In this paper, we further explore the XMM-Newton/EPIC data set first presented in Paper I. After describing our updated data reduction and calibration in Section 2, we present two distinct but related investigations. Firstly, in Section 3, we re-analyze the time-averaged X-ray reflection features investigated in Paper I. We show that the principal conclusions of Paper I, especially the need for a very high emissivity index, are robust to the application of a self-consistent ionized reflection model as well as the continuum curvature introduced by the inclusion of a physical thermal Comptonisation model or a complex absorber. By explicitly fitting the torqued disk model of Agol & Krolik (2000), we strengthen the hypothesis that this accretion disk is extracting the black hole's spin energy.
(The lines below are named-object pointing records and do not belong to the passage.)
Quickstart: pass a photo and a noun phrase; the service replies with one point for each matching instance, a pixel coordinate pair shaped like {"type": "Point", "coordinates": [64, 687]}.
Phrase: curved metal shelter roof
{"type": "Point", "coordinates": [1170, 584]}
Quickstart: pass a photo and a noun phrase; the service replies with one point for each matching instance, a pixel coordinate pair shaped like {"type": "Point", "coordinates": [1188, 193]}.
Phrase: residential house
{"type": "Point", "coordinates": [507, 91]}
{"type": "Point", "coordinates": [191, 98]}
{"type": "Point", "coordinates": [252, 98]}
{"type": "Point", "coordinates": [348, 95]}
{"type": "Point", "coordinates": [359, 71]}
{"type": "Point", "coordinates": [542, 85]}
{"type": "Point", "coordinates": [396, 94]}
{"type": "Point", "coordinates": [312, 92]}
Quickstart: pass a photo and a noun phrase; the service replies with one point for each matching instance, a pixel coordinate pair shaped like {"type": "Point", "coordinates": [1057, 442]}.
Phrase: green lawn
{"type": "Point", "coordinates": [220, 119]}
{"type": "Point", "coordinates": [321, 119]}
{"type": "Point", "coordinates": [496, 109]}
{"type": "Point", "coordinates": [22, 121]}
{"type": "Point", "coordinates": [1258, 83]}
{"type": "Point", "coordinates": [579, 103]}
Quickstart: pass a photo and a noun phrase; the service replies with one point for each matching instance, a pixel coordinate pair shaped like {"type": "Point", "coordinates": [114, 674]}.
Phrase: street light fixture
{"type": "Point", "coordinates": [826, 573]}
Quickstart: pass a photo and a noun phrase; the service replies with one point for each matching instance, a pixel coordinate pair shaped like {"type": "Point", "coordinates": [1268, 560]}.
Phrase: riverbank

In Section 4, we proceed to examine variability of the iron line features. Our results for the Deep Minimum state are put into a wider context, and implications for models of this source are discussed, in Section 5.

Throughout this paper, we shall assume a Hubble constant of $71\hbox{$\hbox{${\rm\thinspace km}{\rm\thinspace s}^{-1}\,$}{\rm\thinspace Mpc}^{-1}$}$ (from the Wilkinson Microwave Anisotropy Probe; Spergel et al. 2003). The corresponding distance to MCG$-$6-30-15 is $32.9{\rm\thinspace Mpc}$ ($z=0.00779$; Reynolds et al. 1997), assuming negligible motion of this galaxy relative to the Hubble flow. All uncertainties are quoted at the 90% level for one significant parameter ($\Delta \chi ^2=2.71$).